Every gallon you buy in Vermont carries both state and federal fuel tax baked into the pump price. This calculator separates those cents from the fuel itself and totals them across a year, using Vermont’s combined gasoline tax of about 32.3 cents per gallon plus the 18.4-cent federal excise — so you can see your real annual and per-mile road-tax contribution.
How it works
Vermont’s state gasoline tax is a stack of components:
- Motor fuel excise — 12.1¢/gal.
- Motor Fuel Transportation Infrastructure Assessment (MFTIA) — about 2% of the average retail price, which works out to roughly 6.9¢/gal at typical prices.

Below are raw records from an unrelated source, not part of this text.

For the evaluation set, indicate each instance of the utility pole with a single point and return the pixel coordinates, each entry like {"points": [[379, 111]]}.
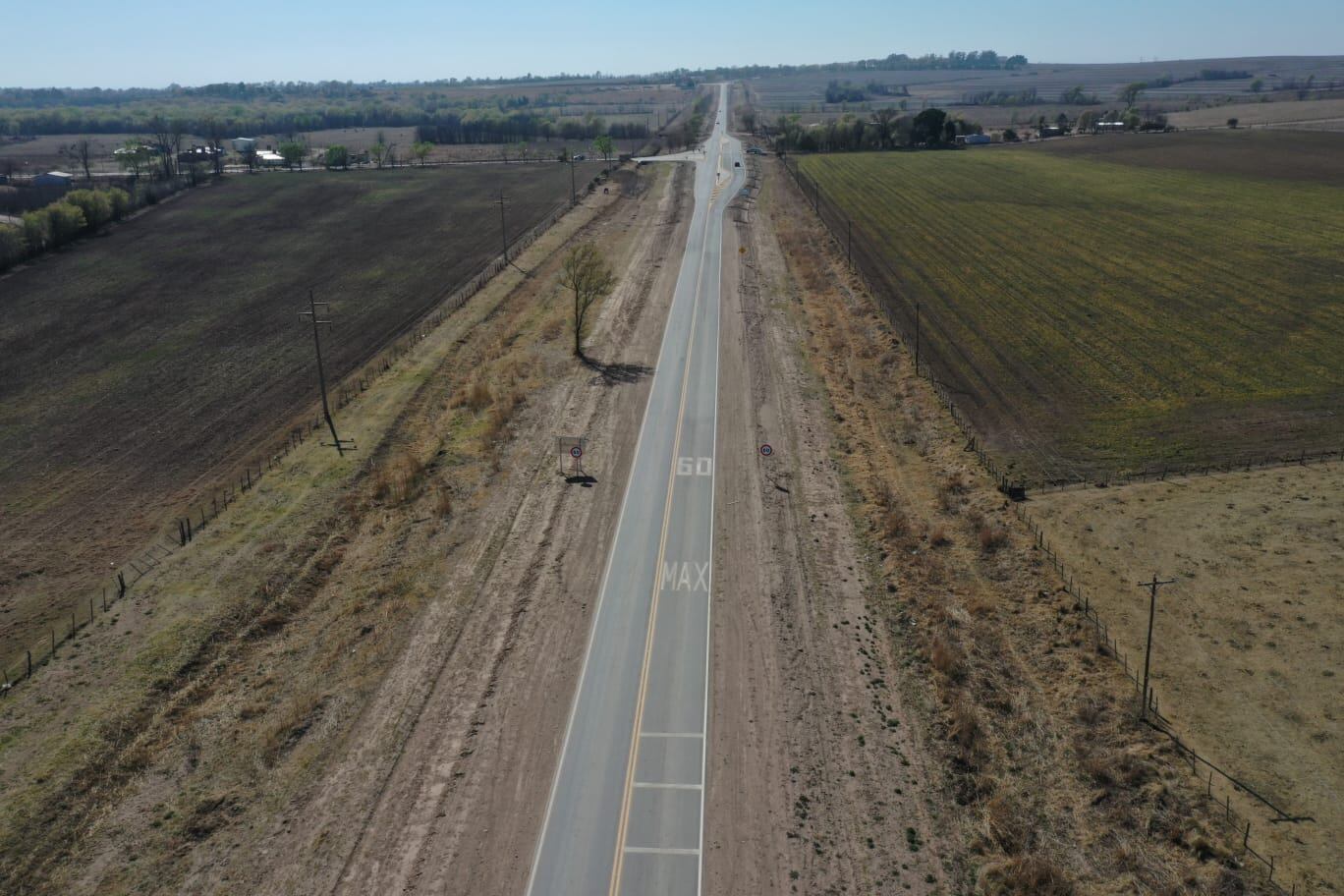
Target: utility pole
{"points": [[1148, 651], [917, 337], [321, 375], [504, 225]]}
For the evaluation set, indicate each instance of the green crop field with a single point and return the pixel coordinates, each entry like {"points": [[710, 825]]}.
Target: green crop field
{"points": [[1098, 317]]}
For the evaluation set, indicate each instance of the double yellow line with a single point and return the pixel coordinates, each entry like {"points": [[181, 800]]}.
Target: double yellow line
{"points": [[657, 578]]}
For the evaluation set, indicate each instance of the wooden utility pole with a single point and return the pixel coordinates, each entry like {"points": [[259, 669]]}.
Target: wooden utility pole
{"points": [[504, 225], [917, 337], [1148, 650], [321, 375]]}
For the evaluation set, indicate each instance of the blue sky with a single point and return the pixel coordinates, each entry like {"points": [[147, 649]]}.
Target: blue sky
{"points": [[153, 43]]}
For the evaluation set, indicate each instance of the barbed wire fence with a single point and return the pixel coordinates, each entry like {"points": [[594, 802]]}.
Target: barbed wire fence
{"points": [[854, 245], [182, 531]]}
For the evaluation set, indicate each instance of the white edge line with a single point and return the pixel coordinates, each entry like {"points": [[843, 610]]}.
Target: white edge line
{"points": [[708, 599], [597, 614]]}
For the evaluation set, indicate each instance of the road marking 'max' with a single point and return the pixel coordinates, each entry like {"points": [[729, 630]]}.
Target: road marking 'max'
{"points": [[663, 541], [597, 615], [684, 577]]}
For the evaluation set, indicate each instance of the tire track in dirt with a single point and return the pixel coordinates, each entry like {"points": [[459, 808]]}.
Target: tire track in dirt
{"points": [[816, 770], [482, 726]]}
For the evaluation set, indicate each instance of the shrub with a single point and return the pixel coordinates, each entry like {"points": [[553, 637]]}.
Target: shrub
{"points": [[946, 658], [992, 536], [120, 201], [12, 246], [93, 203], [66, 223], [36, 230]]}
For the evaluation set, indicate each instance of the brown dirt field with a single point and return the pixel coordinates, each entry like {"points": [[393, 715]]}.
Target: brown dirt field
{"points": [[139, 366], [1316, 157], [1051, 785], [303, 629], [1328, 113], [1246, 641]]}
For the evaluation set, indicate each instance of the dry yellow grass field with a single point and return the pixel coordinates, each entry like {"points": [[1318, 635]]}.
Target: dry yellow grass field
{"points": [[1246, 641]]}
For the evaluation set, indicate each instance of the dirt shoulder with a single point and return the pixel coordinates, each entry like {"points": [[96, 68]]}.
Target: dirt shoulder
{"points": [[1246, 640], [347, 629], [1039, 778], [817, 779]]}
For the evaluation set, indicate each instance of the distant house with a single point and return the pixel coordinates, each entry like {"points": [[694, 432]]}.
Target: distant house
{"points": [[204, 154], [53, 179]]}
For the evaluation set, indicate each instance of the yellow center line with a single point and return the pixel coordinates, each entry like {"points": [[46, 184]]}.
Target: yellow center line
{"points": [[657, 582]]}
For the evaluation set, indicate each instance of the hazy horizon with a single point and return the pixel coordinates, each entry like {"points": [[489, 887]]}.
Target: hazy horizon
{"points": [[415, 40]]}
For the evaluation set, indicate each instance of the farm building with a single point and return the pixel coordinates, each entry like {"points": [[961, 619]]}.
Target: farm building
{"points": [[199, 153], [53, 179]]}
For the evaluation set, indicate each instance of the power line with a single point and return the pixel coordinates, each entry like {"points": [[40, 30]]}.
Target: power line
{"points": [[340, 445]]}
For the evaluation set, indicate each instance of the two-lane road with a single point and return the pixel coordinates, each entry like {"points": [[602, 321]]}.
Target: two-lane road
{"points": [[627, 809]]}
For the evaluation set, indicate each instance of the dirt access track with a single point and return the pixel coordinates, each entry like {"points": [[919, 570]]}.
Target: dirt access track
{"points": [[358, 680]]}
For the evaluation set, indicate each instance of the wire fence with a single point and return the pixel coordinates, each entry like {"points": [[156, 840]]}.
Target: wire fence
{"points": [[945, 363], [902, 317], [183, 530]]}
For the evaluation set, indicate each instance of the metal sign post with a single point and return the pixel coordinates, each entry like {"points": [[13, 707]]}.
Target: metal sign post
{"points": [[570, 452]]}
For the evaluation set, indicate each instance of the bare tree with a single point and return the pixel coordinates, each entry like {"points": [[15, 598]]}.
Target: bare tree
{"points": [[215, 140], [83, 149], [590, 278], [163, 142]]}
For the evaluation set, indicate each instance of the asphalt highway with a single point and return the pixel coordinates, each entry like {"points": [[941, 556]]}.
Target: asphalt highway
{"points": [[627, 809]]}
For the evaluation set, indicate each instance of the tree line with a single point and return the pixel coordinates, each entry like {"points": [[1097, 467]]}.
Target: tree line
{"points": [[452, 128], [887, 129]]}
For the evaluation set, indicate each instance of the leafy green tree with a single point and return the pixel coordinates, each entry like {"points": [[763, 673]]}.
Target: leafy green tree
{"points": [[66, 222], [379, 150], [293, 153], [94, 204], [928, 127], [120, 201], [338, 157], [134, 156], [587, 274], [36, 230], [1129, 93]]}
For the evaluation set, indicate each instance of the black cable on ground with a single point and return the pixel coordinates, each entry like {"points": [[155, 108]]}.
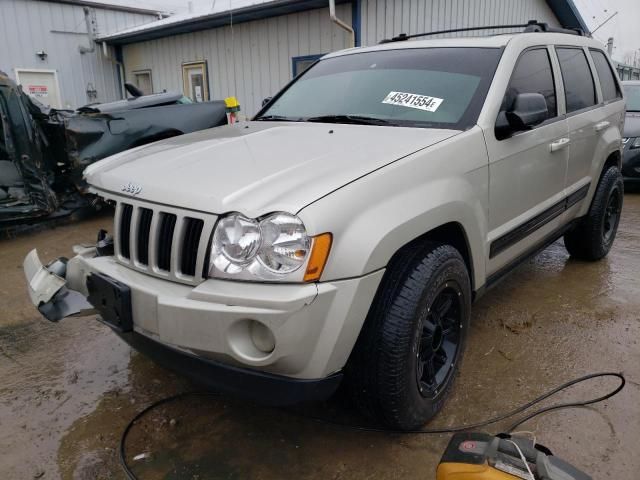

- Petroleum cleanup fee — 1¢/gal.
Together these reach an effective ~32.3¢/gal state total, and the federal excise of
18.4¢/gal is added at the pump. The tool computes gallons from either your mileage and MPG
(gallons = miles ÷ mpg) or your tank size and fill-ups (gallons = tank × fills), then
multiplies by each rate.
Example and notes
Driving 12,000 miles a year in a car that gets 26 MPG burns about 462 gallons. At Vermont’s combined ~50.7¢/gal (state + federal), that is roughly $234 in fuel tax per year, or about 1.95¢ per mile.
Because the MFTIA floats with the average retail price, Vermont’s state total shifts slightly each quarter — this estimate uses a representative ~32.3¢/gal. Diesel uses its own state and federal rates. Confirm the current figures at tax.vermont.gov.